I am the grindstone;
the peoples that carve leaders
by gardening, by loving, by washing the dead after battle.
It is through these tasks
that we build a pā
for us to leave
after it is ransacked.

 

My name is mentioned,
She connects me to you, e Tāua.
But you are old and we leave you alone,
as you wish and need.

 

But here in this whakapapa
I wear a bush shirt with my dress,
I wear my upper lip stiff,
I pack a pipe
and make a new star in the darkness.

 

I wear my skin like a costume
a white sheet embroidered
by chisel and gun.

 

 

III

I dream of drowning a lot.
Not always in water
but water feels best.
You wrote yourself a tower,
you wrote your darlings a river of milk to drown in.
I write myself a bottle
with a message to you
inside it.
I was told that pounamu
was another word for bottle.
I thought it was because what was inside was a taonga.
The warmth it brung, the flow back to te kore to fray our fibres.
But it was just that deep green that named it so;
like a fish caught in the light.

 

I enter into the blackness
holding this bottle, this pounamu.
I throw it into the sea you have become.
Its glass shatters into Poutini.
The great taniwha breaching
like he has the strength
of every toki we have used
to chip away at ourselves
until this ocean of time
was carved in reverse.

 

I run the water through my hands,
liquid made from a million grains of sand,
made of a million black letters.
I hold my breath,
open my eyes
and join you
within.

Ruby Solly (Waitaha, Kāti Māmoe, Kāi Tahu) is a writer, taonga pūoro practitioner, musician, and music therapist living in Pōneke on the old riwai plantation of her tīpuna.

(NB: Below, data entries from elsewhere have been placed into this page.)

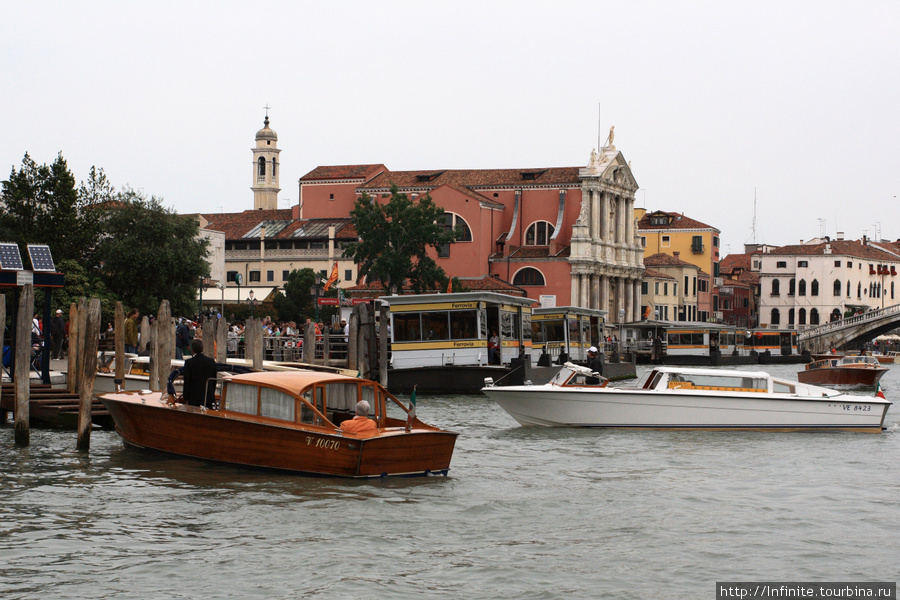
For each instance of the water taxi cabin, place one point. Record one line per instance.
(565, 333)
(430, 330)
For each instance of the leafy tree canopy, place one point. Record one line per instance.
(298, 302)
(394, 239)
(149, 253)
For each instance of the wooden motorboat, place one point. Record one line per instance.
(685, 398)
(287, 420)
(844, 370)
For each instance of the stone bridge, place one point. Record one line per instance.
(852, 332)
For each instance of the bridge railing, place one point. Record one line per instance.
(865, 317)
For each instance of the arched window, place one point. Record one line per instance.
(463, 233)
(538, 234)
(528, 276)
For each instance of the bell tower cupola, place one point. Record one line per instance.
(266, 169)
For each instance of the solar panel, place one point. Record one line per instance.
(10, 258)
(41, 260)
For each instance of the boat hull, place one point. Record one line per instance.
(225, 437)
(617, 408)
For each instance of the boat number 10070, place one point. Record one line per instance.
(323, 443)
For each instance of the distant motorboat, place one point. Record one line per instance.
(686, 398)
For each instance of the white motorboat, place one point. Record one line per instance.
(682, 398)
(137, 373)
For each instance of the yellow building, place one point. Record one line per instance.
(691, 241)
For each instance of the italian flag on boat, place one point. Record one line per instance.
(411, 415)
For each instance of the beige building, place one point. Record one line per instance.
(673, 299)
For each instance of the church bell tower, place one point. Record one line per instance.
(265, 169)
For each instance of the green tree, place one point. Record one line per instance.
(42, 206)
(298, 302)
(149, 253)
(394, 239)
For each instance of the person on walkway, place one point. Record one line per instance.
(361, 423)
(131, 331)
(198, 370)
(57, 335)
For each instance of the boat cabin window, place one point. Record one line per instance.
(240, 397)
(276, 404)
(716, 382)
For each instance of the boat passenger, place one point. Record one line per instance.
(595, 363)
(198, 370)
(361, 423)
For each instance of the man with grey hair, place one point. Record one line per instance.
(361, 423)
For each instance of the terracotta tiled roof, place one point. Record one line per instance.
(325, 173)
(665, 260)
(854, 248)
(656, 274)
(279, 225)
(676, 221)
(735, 261)
(473, 284)
(473, 178)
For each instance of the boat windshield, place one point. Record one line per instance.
(715, 382)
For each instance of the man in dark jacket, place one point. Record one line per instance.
(197, 373)
(57, 335)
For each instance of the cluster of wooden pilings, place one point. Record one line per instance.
(363, 350)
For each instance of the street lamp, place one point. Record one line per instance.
(252, 302)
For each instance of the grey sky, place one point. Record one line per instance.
(711, 100)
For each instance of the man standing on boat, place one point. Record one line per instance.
(595, 364)
(361, 423)
(198, 370)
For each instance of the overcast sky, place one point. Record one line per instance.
(797, 103)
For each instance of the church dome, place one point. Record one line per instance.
(265, 133)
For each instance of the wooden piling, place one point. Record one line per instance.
(221, 340)
(384, 318)
(2, 341)
(119, 337)
(74, 352)
(23, 364)
(91, 339)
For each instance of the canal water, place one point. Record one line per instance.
(525, 513)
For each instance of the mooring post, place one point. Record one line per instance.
(165, 335)
(23, 364)
(383, 318)
(2, 348)
(221, 340)
(74, 350)
(119, 337)
(91, 338)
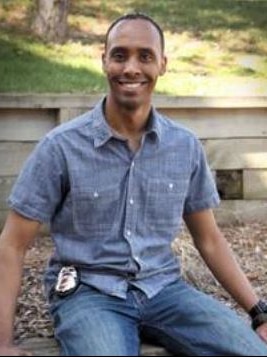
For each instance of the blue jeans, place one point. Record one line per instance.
(180, 318)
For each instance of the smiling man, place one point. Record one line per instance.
(115, 185)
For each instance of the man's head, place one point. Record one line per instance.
(134, 59)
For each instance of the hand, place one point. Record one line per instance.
(13, 351)
(262, 332)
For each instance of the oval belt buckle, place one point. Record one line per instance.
(67, 281)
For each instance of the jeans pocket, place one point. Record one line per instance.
(164, 204)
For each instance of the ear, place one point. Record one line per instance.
(164, 63)
(104, 66)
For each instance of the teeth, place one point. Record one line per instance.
(132, 85)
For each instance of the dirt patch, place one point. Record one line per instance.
(247, 241)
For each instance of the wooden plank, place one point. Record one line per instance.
(25, 124)
(48, 347)
(161, 101)
(66, 114)
(236, 154)
(13, 156)
(241, 211)
(222, 123)
(255, 184)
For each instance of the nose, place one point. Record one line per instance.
(132, 67)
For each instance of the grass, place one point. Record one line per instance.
(215, 47)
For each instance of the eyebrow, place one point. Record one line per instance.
(125, 49)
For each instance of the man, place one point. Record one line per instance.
(115, 185)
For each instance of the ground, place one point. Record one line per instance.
(248, 241)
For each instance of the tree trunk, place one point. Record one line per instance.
(50, 22)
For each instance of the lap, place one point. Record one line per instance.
(89, 323)
(187, 320)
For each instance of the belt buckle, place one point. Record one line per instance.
(67, 281)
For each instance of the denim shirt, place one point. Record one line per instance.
(113, 213)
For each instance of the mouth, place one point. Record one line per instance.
(130, 85)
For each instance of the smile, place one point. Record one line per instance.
(131, 85)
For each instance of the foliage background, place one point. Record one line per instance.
(215, 47)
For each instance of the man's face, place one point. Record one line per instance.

As a musician and taonga pūoro player she has performed with artists such as Trinity Roots, Yo-yo Ma, French for Rabbits and Whirimako Black. Her first book 'Tōku Pāpā' was published by Te Herenga Waka University Press in 2021, and her second book 'The Artist' is due for publication in 2023. 'The Artist' looks at how pūrākau and whakapapa inform our stories, while taking the reader into the world of Te Wai Pounamu and the cave tohu that give it's people their maps and understandings of story and its power.